In attempting to answer the questions [how do agents arise? How do agents specialise? How do agents aggregate into hierarchical organizations?], it is important to examine the formation of agent boundaries, both internal and external, and the effects of those boundaries on the flows. This emphasis directs attention to building blocks that can be combined to define boundaries. The building blocks must, of course, be based on available data. Though there are extensive data sets for most signal/boundary systems, and we can rather easily derive a great array of reliable, sophisticated statistics from such data, such statistics do not, of themselves, reveal building blocks or mechanisms. Anatoly Rapoport, one of the founders of mathematical biology, long ago pointed out that you cannot learn the rules of chess by keeping only the statistics of observed moves (Rapoport 1960). We confront the same difficulty when using statistics to study signal/boundary interactions. The interactions are just too complex (nonlinear) to allow theory to be built with the linear techniques of statistics. (Holland, 2012:38)

And then toward the end of the book he makes a nice bottom up definition of niche, contrary to the one we have in Ecology, while going back again to the argument of statistical approaches to understanding mechanisms underlying complexity:

The concept of community within a network (Newman, Barabasi, and Watts 2006) provides a starting point that leads naturally to an overarching definition of niche.  A niche isa diverse array of agents that regularly exchange resources and depend on that exchange for continued existence. Most signal/boundary systems exhibit counterparts of ecological niche interactions – symbiosis, mutualism, predation, and the like. From this definition of niche, it is relatively easy to move to an evolutionary dynamic of niches, because the conditional actions that underpin the interlocking activities can be defined and compared in a uniform way by means of tag-sensitive rules (See chapter 3).
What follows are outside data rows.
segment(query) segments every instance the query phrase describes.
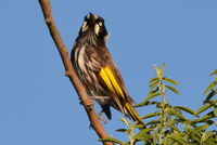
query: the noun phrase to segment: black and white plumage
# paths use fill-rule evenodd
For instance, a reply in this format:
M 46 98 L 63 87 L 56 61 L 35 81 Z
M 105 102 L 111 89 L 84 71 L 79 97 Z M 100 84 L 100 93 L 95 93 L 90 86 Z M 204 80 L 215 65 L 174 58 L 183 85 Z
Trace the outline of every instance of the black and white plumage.
M 106 38 L 104 19 L 91 13 L 86 15 L 71 54 L 74 68 L 89 96 L 108 97 L 97 100 L 108 119 L 110 106 L 113 106 L 143 124 L 131 105 L 132 100 L 106 48 Z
Defining niches in terms of tag-based rules leads to an important mechanism-oriented question: Can mechanisms for manipulating tags (such as recombination), in combination with selection for the ability to collect resources, lead from simple niches to complex niches? The conditional actions of the agents lead to non-additive effects that cannot be usefully averaged, so a purely statistical approach isn’t likely to provide answers to this question. Statistical approaches wind up in the same cul-de-sac as statistical approaches to understanding computer programs. The ‘trends’ suggested by a series of ‘snapshots’ based on the average over agents’ activities rarely give reliable predictions or opportunities for control – instead of ‘clearing’ of a market, we get ‘bubbles’ and ‘crashes’. (Holland, 2012:287)

I’ve long questioning the role of statistics for identifying causality in ecosystems; most statistical methods rely on linear regression which often implies avoiding co-linearity and assuming independence. Most statistical procedures are not suitable for understanding feedback mechanisms, from neural networks to structural equation modelling. Only recently a different approach has been developed that embrace the interdependent nature of variables in ecosystems: convergent cross mapping. It still to be seen what we can learn about causality in ecosystems by using such methods.

Holland’s book was an inspiring companion on the public transportation of Stockholm while commuting to the climbing hall, that’s where I read most of the book.